Siamo quelli che nella vita rischiano,
perché la vita stessa ci è arrivata per caso.
Siamo quelli che si emozionano,
che piangono e che ridono.
Che quando camminano per strada guardano in alto,
che si meravigliano.
Siamo quelli che non hanno un’età, perché chi vive d’entusiasmo nasce ogni giorno.
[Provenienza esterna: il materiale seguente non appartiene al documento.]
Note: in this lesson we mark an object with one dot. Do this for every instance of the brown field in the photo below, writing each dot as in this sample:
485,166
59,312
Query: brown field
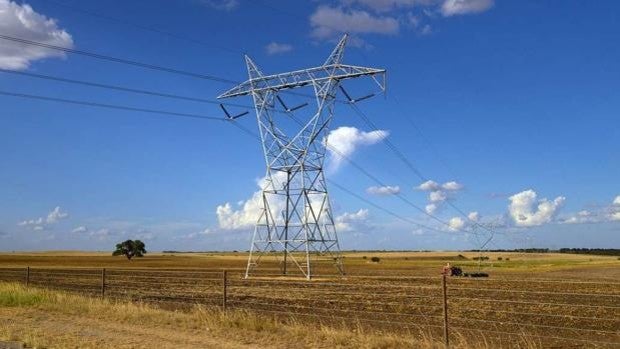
530,300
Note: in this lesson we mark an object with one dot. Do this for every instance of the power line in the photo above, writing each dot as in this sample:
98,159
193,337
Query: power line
143,27
412,167
119,88
128,89
391,213
110,106
117,60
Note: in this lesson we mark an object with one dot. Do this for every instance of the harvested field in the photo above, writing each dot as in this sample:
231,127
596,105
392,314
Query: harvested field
566,301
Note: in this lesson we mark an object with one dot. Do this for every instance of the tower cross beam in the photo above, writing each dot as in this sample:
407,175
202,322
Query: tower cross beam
300,78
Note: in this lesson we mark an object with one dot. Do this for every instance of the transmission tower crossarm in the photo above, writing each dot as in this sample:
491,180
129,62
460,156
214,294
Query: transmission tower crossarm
300,78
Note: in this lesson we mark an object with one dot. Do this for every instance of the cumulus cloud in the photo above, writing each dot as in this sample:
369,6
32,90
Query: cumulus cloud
452,186
581,217
526,210
388,5
349,221
430,208
473,216
20,20
463,7
250,210
41,223
429,185
456,223
344,141
274,48
80,229
438,193
385,190
56,215
329,21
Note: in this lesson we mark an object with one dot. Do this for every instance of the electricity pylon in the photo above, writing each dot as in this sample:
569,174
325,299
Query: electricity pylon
296,221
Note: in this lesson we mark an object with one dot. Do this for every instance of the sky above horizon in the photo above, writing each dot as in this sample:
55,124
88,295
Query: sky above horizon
508,109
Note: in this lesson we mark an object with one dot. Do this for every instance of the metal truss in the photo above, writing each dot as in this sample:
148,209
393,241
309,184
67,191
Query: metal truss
296,224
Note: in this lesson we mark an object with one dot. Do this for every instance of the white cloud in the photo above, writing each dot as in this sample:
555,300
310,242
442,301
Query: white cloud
344,141
385,190
463,7
56,215
583,216
349,221
456,223
452,186
473,216
80,229
21,21
438,193
527,211
275,48
101,234
430,208
329,21
428,186
388,5
199,234
251,209
437,196
40,223
426,30
224,5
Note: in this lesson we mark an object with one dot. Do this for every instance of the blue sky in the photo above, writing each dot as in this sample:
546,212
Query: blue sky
515,102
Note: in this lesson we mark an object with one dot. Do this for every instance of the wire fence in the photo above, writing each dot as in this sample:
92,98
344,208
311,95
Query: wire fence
561,313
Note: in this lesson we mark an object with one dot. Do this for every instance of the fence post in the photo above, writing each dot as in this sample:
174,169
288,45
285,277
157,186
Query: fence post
446,333
224,288
103,283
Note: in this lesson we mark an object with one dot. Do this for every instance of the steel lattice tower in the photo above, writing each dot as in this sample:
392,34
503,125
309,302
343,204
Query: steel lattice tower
296,221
Siamo i curiosi, quelli che vogliono imparare ogni cosa, ma che si annoiano subito se una cosa è noiosa.
Siamo i testardi, quelli che il mondo ci scambia per pazzi, ma con il tempo abbiamo ragione noi, anche se oggi ha ragione lui
Siamo i pazzi, quelli che cadono a pezzi, ma piano piano li raccolgono tutti.
Noi siamo l’entusiasmo, il fiore che spaccherà l’asfalto,
siamo i piedi scalzi a centro pista, il vino rosso e la birra rovesciata.
Noi siamo i maldestri, quelli che hanno imparato a inciampare,
perché saper cadere dalla vita è un’arte.
Ci piace ridere, senza ritegno, in pubblico,
ma il dolore lo teniamo nascosto, privato.
Siamo la dignità.
Siamo le 2 facce della medaglia, la risata amara e quella dolce.
Noi non abbiamo etichette ma spesso abbiamo le occhiaia.
Perché un giorno solo non ci basta quasi mai.
Siamo le notti insonni, quelle passate a ridere a crepapelle, a pensare, a inventare.
E quelle metropolitane, con le scarpe sopra al letto a fissare il soffitto.

Siamo il vento in faccia,
siamo una cicatrice bella,
un tatuaggio, i ricordi giganti.
Noi siamo i bambini di 50 anni
e gli adulti di 16.
Siamo i gatti nudi sopra i tetti,
siamo gli acrobati, gli equilibristi.
Non abbiamo la rete sotto.

Noi siamo quelli addestrati ma non ammaestrati.
Ci ha allenato la vita,
e adesso, non abbiamo più paura di cadere.